The editor-in-chief of Salon analyzes her mother’s past as a runaway in the context of popular culture’s tendency to prioritize men’s stories over those of women.
When Keane’s father died when she was 5, he left behind a mystical presence that ignited her curiosity in a way her mother’s story never did. It wasn’t until she was an adult that she thought critically about the fact that her father was 20 years older than her mother, that her mother was 15 when they got married, and that, at the time, her father “had lost about a decade to heroin addiction.” When she finally grasped the nature of her parents’ marriage, she decided to interview her mother about her past as a runaway who lived under multiple pseudonyms after leaving home at the age of 12. Her mother told her harrowing stories about hitchhiking at a “thumbing station” in Aspen, going to jail in Boston, and surviving sexual assault in New York—a brutal ordeal in which “she saw and felt nothing but pain and horror.” In telling this family story, Keane interrogates her own long-standing fascination with the stories of questionable men: in Woody Allen’s Manhattan, for example, or the story “The Singing Bone” by the Brothers Grimm, or Luke Skywalker in Return of the Jedi. “A girl becomes visible to the world, stories like Manhattan taught me, when a man appears next to her in the frame,” writes the author.
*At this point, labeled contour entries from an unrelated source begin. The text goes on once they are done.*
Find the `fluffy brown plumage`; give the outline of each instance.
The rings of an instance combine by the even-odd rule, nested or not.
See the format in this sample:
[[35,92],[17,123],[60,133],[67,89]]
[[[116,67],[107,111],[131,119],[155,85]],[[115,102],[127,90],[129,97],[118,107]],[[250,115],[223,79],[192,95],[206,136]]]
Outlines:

When telling her mother’s story, Keane’s prose soars, and her journalistic instincts shine. At one point, she finds a record of her mother’s arrest thanks to her connection with a particularly persistent archivist—clearly no small feat. However, the comments on popular culture often feel like an unnecessary detour from the main story, and it lacks the depth and feeling of the compelling autobiographical sections.
Though the narrative is uneven, Keane provides a lyrical, sharp feminist analysis of her family’s history.